Ma jeunesse et ma nouvelle tête me font récolter un bon nombre de billets, jetés à terre sous mes escarpins ou glissés dans mes mains avec un peu plus d'élégance. Je fais mine d'être captivé par les deux connards et leur murmure que je peux leur offrir une danse privée pour quelques billets. Ils tombent dans le panneau et se dirigent vers une alcôve. Les voilà isolés et à ma merci. Je récupère discrètement mon katana et quelques pilules euphorisantes grâce à une des filles à qui je glisse une partie du fric récolté et je planque mon arme dans mon dos.

Je rentre dans l'alcôve et tire le rideau. J'effectue une jolie danse entièrement de face. Les deux sorciers salivent. Je sais qu'ils ont en tête de s'offrir du bon temps avec moi. La serveuse a fait fondre mes petites pilules dans leurs verres. Je n'ai qu'à attendre un peu en dansant. La patience n'est pas mon fort cependant, je dois attendre pour qu'ils n'utilisent pas leurs pouvoirs.

Mushu regarde toujours le sol et cela m'arrange. Il ne m'a pas encore regardé une seule seconde, perdu dans ses pensées. La drogue fait enfin son effet et les deux lourdauds perdent conscience. Sans attendre, je leur tranche la gorge. Leurs râles fait enfin relever la tête de mon ami.

Mushu les regarde stupéfait et incrédule. Je récupère la clé au cou du premier abruti et ouvre les entraves de Mushu sans tarder. Puis, essuyant mon sabre sur la nappe et le rangeant dans son fourreau dans mon dos, je jette le portefeuille rempli de billets à mon ami et je pars en courant avant qu'il ne me reconnaisse.

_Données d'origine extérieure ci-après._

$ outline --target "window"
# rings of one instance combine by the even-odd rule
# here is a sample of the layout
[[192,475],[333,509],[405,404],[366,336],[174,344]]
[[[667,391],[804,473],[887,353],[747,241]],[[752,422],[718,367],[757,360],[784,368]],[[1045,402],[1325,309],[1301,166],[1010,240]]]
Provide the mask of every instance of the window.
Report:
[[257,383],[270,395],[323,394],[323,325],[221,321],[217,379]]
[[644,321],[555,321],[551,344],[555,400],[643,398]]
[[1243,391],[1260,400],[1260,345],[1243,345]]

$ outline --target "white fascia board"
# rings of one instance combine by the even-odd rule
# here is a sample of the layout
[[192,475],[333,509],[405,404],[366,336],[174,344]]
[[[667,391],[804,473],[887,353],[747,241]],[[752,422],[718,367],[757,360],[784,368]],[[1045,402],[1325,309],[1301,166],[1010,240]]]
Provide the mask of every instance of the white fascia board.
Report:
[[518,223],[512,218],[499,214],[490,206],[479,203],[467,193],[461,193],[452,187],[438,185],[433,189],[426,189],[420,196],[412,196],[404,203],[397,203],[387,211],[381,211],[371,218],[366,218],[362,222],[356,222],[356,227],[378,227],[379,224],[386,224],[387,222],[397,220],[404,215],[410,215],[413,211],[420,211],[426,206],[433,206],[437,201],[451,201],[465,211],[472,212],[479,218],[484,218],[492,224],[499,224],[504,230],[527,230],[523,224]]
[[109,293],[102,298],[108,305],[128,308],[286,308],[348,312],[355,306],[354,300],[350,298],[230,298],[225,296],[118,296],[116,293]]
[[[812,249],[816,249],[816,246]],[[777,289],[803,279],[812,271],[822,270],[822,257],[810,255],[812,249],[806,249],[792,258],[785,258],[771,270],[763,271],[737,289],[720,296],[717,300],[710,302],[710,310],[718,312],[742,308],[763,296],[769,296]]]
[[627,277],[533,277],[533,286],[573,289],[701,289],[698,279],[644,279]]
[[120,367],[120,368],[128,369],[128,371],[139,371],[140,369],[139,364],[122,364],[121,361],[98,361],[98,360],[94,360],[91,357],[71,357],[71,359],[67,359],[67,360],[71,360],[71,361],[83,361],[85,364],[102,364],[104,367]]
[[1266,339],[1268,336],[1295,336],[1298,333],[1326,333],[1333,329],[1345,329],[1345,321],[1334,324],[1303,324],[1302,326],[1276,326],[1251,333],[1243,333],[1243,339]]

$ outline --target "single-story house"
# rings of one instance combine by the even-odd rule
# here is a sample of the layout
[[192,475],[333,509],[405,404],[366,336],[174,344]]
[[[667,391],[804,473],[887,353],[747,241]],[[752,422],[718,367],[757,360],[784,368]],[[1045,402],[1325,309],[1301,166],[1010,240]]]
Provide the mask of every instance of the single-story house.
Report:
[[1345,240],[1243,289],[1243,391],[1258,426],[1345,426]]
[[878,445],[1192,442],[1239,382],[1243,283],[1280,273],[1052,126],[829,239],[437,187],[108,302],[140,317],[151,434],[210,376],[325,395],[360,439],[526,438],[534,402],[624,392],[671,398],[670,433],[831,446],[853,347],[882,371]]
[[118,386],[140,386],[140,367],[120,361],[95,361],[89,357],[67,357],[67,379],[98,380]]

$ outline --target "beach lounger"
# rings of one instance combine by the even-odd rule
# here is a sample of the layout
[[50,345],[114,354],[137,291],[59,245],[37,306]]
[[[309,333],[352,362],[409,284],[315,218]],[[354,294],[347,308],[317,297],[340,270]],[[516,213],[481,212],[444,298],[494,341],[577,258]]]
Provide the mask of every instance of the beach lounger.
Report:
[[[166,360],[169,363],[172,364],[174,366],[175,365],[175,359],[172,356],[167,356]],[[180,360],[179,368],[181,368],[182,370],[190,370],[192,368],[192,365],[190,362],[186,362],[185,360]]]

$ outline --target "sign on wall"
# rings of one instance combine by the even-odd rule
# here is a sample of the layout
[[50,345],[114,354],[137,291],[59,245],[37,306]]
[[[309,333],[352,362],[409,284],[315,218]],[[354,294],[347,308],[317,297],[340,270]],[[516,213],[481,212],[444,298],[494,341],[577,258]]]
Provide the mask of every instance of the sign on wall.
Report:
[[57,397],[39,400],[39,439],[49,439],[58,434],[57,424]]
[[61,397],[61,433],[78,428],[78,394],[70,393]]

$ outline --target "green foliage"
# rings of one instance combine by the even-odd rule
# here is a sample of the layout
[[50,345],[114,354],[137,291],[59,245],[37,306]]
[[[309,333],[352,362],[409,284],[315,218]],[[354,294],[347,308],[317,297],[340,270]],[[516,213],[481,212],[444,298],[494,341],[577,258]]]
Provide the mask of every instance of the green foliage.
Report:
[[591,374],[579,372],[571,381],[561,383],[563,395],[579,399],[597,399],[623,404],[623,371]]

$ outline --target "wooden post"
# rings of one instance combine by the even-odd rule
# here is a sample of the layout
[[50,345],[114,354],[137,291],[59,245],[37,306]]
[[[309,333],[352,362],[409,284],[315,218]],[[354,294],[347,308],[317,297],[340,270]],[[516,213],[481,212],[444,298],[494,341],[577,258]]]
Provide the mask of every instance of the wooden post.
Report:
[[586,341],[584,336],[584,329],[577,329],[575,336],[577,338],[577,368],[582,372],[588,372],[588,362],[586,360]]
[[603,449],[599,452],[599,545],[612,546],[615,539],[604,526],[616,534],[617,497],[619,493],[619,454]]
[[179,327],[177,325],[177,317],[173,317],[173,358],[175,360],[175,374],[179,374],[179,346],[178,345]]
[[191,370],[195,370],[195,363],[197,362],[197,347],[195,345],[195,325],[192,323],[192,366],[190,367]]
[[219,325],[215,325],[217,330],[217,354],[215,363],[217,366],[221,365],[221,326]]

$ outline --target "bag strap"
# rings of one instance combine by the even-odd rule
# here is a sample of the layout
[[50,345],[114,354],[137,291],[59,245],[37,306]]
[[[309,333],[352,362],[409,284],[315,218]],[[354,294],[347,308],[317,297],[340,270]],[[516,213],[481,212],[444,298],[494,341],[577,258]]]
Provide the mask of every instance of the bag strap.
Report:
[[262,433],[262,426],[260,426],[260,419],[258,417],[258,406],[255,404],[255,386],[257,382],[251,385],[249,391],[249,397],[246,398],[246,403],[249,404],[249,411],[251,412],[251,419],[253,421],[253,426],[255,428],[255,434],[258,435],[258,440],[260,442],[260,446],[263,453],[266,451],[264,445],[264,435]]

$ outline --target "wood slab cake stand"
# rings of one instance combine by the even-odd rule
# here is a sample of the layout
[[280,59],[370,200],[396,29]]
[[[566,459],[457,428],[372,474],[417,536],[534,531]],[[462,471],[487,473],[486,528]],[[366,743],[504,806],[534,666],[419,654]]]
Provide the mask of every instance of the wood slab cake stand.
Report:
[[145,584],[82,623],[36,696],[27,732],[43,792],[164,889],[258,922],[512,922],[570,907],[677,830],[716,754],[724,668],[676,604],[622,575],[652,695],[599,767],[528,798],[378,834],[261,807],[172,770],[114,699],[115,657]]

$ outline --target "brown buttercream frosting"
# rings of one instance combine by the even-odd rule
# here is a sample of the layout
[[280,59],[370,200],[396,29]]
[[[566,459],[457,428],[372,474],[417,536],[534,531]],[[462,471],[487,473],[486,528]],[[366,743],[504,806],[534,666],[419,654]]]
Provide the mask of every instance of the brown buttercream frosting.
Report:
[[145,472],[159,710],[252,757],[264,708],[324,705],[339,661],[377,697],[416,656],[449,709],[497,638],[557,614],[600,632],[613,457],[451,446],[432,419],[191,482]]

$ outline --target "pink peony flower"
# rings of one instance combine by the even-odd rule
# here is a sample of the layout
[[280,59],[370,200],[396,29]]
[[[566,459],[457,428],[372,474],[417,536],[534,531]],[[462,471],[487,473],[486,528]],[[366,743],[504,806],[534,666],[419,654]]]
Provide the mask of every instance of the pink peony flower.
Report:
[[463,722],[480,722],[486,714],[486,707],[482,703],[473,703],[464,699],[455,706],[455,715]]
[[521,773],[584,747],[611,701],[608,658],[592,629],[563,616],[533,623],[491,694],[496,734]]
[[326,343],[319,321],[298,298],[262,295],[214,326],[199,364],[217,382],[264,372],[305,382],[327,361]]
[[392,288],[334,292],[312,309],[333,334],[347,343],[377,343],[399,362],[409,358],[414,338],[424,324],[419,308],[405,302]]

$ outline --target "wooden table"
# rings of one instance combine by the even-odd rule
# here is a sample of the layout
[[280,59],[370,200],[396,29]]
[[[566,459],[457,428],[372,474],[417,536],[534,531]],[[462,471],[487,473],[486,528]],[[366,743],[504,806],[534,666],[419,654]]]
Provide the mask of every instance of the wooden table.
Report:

Je me planque dans la ruelle et m'assure que Mushu ressort vite. Je le vois s'enfuir et appeler Gontran pour être téléporté. Au moment où mon second ami s'apprête à le ramener au bercail, Mushu se retourne et regarde dans la direction de ma ruelle, cherchant sa sauveuse du regard. Je me cache derrière ma poubelle, espérant qu'il se ne décide pas à venir vers moi. Il part, à la demande de Gontran qui ne veut pas s'attarder. Il est enfin en sécurité et je rentre prendre une longue douche chaude avec trois tonnes de gel douche et un passage au gant de crin pour enlever cette sensation de saleté et de puanteur.